Mahkemece bozmaya uyularak yapılan yargılama, toplanan deliller ve tüm dosya kapsamına göre, çek üzerinde ve şirket kaşesi altındaki imzanın şirket yetkilisine ait olmadığına dair imza itirazının bulunduğu, şirket yetkilisinin imza örneklerinin incelemesi için Adli Tıp Kurumu Fizik İhtisas Dairesi'ne gönderildiği, çekin arka yüzünde bulunan davacı şirkete ait kaşenin altındaki imzanın şirket yetkilisine ait olmadığının tespit edildiği, davacının davalıya karşı takibe konu çek nedeniyle borçlu olmadığı gerekçesiyle davanın kabulüne karar verilmiş, kararı davalı vekili temyiz etmiştir.
Dava, icra takibine konu çek nedeniyle borçlu olmadığının tespiti istemine ilişkindir.

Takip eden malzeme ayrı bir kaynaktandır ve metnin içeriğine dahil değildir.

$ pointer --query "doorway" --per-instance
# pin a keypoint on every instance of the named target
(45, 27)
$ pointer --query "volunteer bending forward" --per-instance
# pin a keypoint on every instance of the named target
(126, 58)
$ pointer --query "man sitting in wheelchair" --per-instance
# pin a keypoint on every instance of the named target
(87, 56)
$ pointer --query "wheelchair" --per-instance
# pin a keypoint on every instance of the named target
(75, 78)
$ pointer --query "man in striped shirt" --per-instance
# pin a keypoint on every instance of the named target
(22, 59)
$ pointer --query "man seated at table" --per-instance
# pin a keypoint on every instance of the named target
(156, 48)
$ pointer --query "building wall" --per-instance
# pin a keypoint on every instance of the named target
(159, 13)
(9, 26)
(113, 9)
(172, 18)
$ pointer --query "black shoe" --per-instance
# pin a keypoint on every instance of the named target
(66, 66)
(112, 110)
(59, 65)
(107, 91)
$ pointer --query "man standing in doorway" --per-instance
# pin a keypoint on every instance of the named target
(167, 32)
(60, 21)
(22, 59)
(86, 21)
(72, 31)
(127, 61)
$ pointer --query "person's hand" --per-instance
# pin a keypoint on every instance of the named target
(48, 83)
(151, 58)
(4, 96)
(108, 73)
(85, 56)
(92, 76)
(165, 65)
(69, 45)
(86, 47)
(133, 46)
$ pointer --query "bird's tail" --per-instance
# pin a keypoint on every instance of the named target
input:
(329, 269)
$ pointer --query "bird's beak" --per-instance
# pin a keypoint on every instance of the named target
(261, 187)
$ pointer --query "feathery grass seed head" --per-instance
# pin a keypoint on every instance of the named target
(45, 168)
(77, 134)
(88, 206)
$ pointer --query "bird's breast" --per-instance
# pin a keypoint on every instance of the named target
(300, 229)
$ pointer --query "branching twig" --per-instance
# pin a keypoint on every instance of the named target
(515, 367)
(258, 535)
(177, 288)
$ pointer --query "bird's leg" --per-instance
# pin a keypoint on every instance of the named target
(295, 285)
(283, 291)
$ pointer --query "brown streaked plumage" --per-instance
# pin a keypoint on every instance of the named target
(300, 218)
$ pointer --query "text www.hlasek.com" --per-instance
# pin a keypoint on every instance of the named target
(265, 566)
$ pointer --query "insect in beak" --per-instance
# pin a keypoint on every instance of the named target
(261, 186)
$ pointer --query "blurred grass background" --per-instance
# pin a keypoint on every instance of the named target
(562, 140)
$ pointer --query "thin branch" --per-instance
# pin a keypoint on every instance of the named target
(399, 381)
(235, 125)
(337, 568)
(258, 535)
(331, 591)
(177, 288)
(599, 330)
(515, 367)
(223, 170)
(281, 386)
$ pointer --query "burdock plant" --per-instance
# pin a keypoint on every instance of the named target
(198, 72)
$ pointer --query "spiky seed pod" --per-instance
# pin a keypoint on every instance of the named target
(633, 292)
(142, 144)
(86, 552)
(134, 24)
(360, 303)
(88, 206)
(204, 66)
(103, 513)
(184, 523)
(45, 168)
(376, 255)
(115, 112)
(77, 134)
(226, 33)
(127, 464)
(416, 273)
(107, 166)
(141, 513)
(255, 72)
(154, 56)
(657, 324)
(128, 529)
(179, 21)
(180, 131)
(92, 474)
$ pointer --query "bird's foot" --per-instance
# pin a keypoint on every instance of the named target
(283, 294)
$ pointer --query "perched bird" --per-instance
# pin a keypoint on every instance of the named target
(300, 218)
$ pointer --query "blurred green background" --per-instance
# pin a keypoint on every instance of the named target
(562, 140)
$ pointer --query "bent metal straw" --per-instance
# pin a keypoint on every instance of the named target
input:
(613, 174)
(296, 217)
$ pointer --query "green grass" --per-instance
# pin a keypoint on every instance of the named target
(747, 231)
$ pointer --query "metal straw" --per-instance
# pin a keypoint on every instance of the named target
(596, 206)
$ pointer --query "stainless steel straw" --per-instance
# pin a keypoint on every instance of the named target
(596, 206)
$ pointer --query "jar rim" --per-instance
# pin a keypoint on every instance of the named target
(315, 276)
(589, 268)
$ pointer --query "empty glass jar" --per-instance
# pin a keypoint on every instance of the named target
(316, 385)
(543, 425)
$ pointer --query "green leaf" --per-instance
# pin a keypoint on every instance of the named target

Dava konusu hamiline yazılı çek de cirosu bulunan davacı şirketce, ciro imzasının şirket temsilcisine ait olmadığı ileri sürülerek bu dava açılmış ve yapılan incelemede çek üzerindeki imzanın davacı şirket yetkilisine ait olmadığının tespit edilmesi üzerine davanın kabulüne karar verilmişse de, davacı tarafından icra takibine konulan çekteki imzanın şirket yetkilisine ait olmadığı, gerekçesiyle imzayı atan şüpheli şahıslar hakkında Cizre Cumhuriyet Başsavcılığı'na suç duyurusunda bulunulmuş ise de, Cizre Cumhuriyet Başsavcılığı'nın 2015/1538 Soruşturma numarasıyla açılan ve 2018/323 numarasıyla karara bağlanan soruşturmada 29.01.2018 tarihinde kovuşturmaya yer olmadığına karar verildiği, söz konusu kararda davacı şirket yetkilisi ... tarafından ... isimli şahsın şirketi temsile yetkilendirildiği ve bu yetkiye binaen şirket kaşesi altına şirketi temsilen imza atıldığı belirtildiğinden, mahkemece mezkur dosya getirtilip dosya kapsamı incelenerek, ...’ın davacı şirketi temsilen imza atıp atmadığı, başka bir anlatımla şirket temsilcisinin ...'ı şirket adına çek düzenleme konusunda yetkilendirip yetkilendirmediği araştırılarak sonucuna göre karar verilmesi gerekirken eksik incelemeye dayalı olarak yazılı şekilde karar verilmesi doğru görülmemiştir.
SONUÇ: Yukarıda açıklanan nedenlerle davalı vekilinin temyiz isteminin kabulü ile, hükmün BOZULMASINA, ödediği peşin temyiz harcının isteği halinde temyiz eden davalıya iadesine,
20.04.2022 tarihinde oybirliğiyle karar verildi.